The Will Rogers of international cinema, Spain's Pedro Almodóvar never met a woman he didn't like, especially if she was 1) a prostitute, 2) a drag queen, 3) a transsexual or 4) a lesbian nun with child. And in Volver, as in so many of his previous films, women inhabit a room of their own, a world apart. Men are around, stirring up trouble and inflaming passion, but most of them are glorified nuisances, bodies to be disposed of. Almodóvar opens the film with a tracking shot across a village cemetery in the La Mancha region where he grew up, and it seems as if every single gravestone is being tended to by a merry widow. Are they glad to be rid of their husbands? Did they help put them there? Can they now rest in peace?
We're soon introduced to Raimunda (Penélope Cruz), a working-class woman with the beauty of Sophia Loren and the indomitable spirit of Anna Magnani, two actresses who are undoubtedly in Almodóvar's personal pantheon. Cruz seems a lot more comfortable in her native tongue, and if she doesn't quite match Magnani's earthiness, she more than lives up to the prosthetic booty that's been attached to her backside. Raimunda's a born survivor, and when she comes home one night to a dead husband lying on the kitchen floor in a pool of his own blood, she promptly cleans up the mess and sticks the body in a freezer. It seems that her daughter, Sole (Lola Dueñas), didn't want to go from daddy's little girl to daddy's little woman.

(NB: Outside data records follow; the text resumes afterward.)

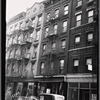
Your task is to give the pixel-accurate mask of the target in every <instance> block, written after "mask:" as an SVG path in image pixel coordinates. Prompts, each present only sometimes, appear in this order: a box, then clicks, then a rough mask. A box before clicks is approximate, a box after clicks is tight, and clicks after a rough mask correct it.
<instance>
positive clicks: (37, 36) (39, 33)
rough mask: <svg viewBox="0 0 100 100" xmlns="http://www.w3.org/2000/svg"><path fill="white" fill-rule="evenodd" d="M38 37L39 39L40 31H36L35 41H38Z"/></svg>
mask: <svg viewBox="0 0 100 100" xmlns="http://www.w3.org/2000/svg"><path fill="white" fill-rule="evenodd" d="M39 37H40V30H38V31H37V32H36V40H39Z"/></svg>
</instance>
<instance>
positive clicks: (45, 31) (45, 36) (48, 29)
mask: <svg viewBox="0 0 100 100" xmlns="http://www.w3.org/2000/svg"><path fill="white" fill-rule="evenodd" d="M48 31H49V28H48V27H47V28H46V29H45V37H47V36H48Z"/></svg>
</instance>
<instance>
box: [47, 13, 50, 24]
mask: <svg viewBox="0 0 100 100" xmlns="http://www.w3.org/2000/svg"><path fill="white" fill-rule="evenodd" d="M49 20H50V13H48V14H47V19H46V21H47V22H48V21H49Z"/></svg>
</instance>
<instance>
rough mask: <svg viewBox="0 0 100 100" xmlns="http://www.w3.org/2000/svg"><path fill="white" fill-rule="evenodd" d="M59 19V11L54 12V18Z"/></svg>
mask: <svg viewBox="0 0 100 100" xmlns="http://www.w3.org/2000/svg"><path fill="white" fill-rule="evenodd" d="M58 17H59V9H57V10H55V18H58Z"/></svg>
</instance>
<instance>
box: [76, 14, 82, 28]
mask: <svg viewBox="0 0 100 100" xmlns="http://www.w3.org/2000/svg"><path fill="white" fill-rule="evenodd" d="M80 25H81V14H79V15H77V16H76V26H77V27H78V26H80Z"/></svg>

As harrowing as this turn of events might be in somebody else's film, here it's treated like more of the same, which apparently it is. While trying to figure out how to get her ex-husband to his final resting place, Raimunda learns that her mother, Irene (Carmen Maura), has returned from the grave to apologize for Raimunda's own difficult childhood. But don't expect the whole rotting-flesh, spooky-voice treatment. Irene looks more like a bag lady than a ghost. And when she doesn't want someone to see her, she hides under the bed. When it comes to the family's long history of secrets and lies, Irene knows where all the bodies are buried. And Maura, who had a long falling-out with Almodóvar, returns in style, finding nuggets of humor amidst the pathos.

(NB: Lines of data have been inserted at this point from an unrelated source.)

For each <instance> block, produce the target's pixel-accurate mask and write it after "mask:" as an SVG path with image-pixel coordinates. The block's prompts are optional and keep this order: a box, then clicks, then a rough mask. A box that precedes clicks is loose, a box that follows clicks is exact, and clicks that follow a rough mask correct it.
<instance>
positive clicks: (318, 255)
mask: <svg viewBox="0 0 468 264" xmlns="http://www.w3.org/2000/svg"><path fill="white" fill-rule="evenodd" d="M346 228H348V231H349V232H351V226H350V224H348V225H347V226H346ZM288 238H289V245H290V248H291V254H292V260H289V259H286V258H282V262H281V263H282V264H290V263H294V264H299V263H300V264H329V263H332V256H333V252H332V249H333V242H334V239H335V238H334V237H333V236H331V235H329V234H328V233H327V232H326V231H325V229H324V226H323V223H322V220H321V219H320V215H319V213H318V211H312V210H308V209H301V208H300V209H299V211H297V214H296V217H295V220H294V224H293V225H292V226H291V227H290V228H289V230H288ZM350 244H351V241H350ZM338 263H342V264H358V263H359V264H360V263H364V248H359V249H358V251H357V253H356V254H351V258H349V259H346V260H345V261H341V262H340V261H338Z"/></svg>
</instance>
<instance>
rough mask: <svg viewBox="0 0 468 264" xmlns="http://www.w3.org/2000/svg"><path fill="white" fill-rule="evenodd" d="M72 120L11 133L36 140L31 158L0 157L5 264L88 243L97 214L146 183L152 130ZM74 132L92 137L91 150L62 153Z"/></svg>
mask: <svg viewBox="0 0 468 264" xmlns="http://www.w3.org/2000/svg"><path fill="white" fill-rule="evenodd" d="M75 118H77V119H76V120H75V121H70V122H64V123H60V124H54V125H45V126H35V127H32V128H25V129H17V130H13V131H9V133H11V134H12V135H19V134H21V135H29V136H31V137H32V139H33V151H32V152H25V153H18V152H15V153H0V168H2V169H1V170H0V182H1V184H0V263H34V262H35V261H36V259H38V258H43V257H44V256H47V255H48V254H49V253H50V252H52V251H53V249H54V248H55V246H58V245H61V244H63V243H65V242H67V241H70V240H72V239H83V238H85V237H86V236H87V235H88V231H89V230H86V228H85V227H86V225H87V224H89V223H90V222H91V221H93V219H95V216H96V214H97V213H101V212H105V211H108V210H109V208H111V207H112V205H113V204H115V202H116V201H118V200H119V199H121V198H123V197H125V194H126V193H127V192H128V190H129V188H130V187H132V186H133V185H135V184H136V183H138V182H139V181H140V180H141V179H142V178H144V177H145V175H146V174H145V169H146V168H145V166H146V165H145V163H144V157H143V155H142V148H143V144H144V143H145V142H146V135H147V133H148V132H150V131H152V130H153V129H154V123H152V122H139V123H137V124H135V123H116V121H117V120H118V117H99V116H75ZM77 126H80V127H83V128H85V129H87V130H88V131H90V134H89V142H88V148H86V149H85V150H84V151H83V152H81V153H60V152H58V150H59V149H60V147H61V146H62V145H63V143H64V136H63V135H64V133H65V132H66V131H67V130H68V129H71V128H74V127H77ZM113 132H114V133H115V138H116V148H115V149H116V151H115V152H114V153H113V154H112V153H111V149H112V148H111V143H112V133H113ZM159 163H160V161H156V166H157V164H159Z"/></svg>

Almodóvar has called Volver "a meeting of Mildred Pierce and Arsenic and Old Lace," by which he appears to mean that it combines elements of a domestic drama with elements of a horror-comedy. There's some Sirkian melodrama in there, some Hitchcockian thriller, but the tone is surprisingly matter-of-fact for a movie that includes visitations from beyond the grave. Hence, "volver," Spanish for "return," which may also refer to Almodóvar's return to his roots in the casually superstitious village life of La Mancha. Nobody looks like she's seen a ghost in Volver, even when she's staring right at one, and that's one source of the movie's humor. But it's also a clue to the world these women inhabit; dead or alive, they're on the same wavelength.

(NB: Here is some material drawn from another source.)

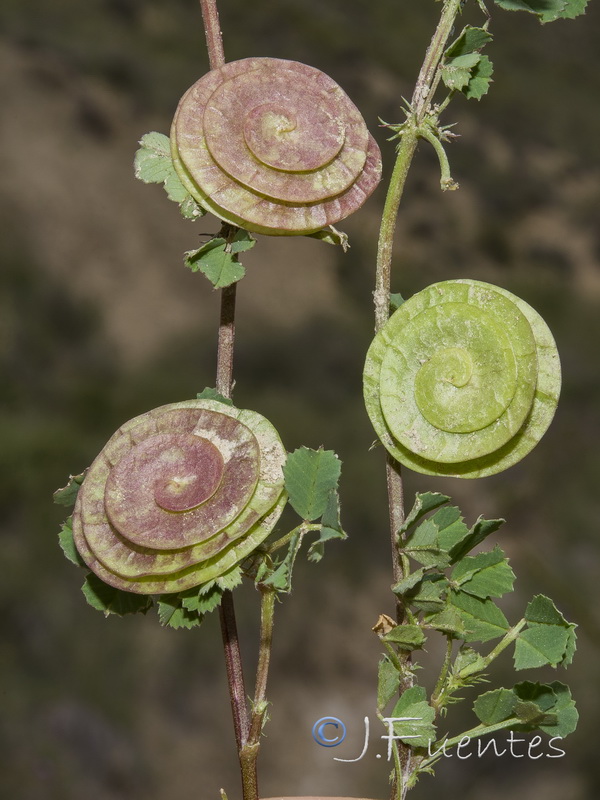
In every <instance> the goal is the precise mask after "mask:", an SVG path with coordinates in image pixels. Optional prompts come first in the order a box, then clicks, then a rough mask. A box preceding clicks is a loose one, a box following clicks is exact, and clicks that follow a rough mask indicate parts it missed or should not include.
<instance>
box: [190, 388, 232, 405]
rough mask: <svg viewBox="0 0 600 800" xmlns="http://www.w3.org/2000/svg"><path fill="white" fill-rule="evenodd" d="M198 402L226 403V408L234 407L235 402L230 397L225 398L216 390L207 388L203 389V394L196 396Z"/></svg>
mask: <svg viewBox="0 0 600 800" xmlns="http://www.w3.org/2000/svg"><path fill="white" fill-rule="evenodd" d="M196 399H197V400H216V401H217V402H218V403H224V404H225V405H226V406H232V405H233V400H231V399H230V398H229V397H224V396H223V395H222V394H220V393H219V392H217V390H216V389H212V388H210V387H209V386H207V387H206V388H205V389H202V391H201V392H198V394H197V395H196Z"/></svg>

And they're held together by the ties that bind. When they meet or part, they exchange pecks on the cheek, the sound of which Almodóvar has amplified so that it sounds like the nonverbal communication of some exotic species. Volver isn't Almodóvar working at the top of his game. The comedy's a little flat, and so is the drama. (And Cruz, the Spanish Julia Roberts, doesn't have the talent to match that mouth full of teeth.) But the movie wins you over with its utopian vision of a matrilineal support group, the world of women as a refuge from the world of men. It would be easy to assume that those women in the movie's opening shot are sprucing up the gravesites for their dead husbands' benefit. Wrong. To quote Aretha Franklin, another soul survivor: "Sisters are doin' it for themselves."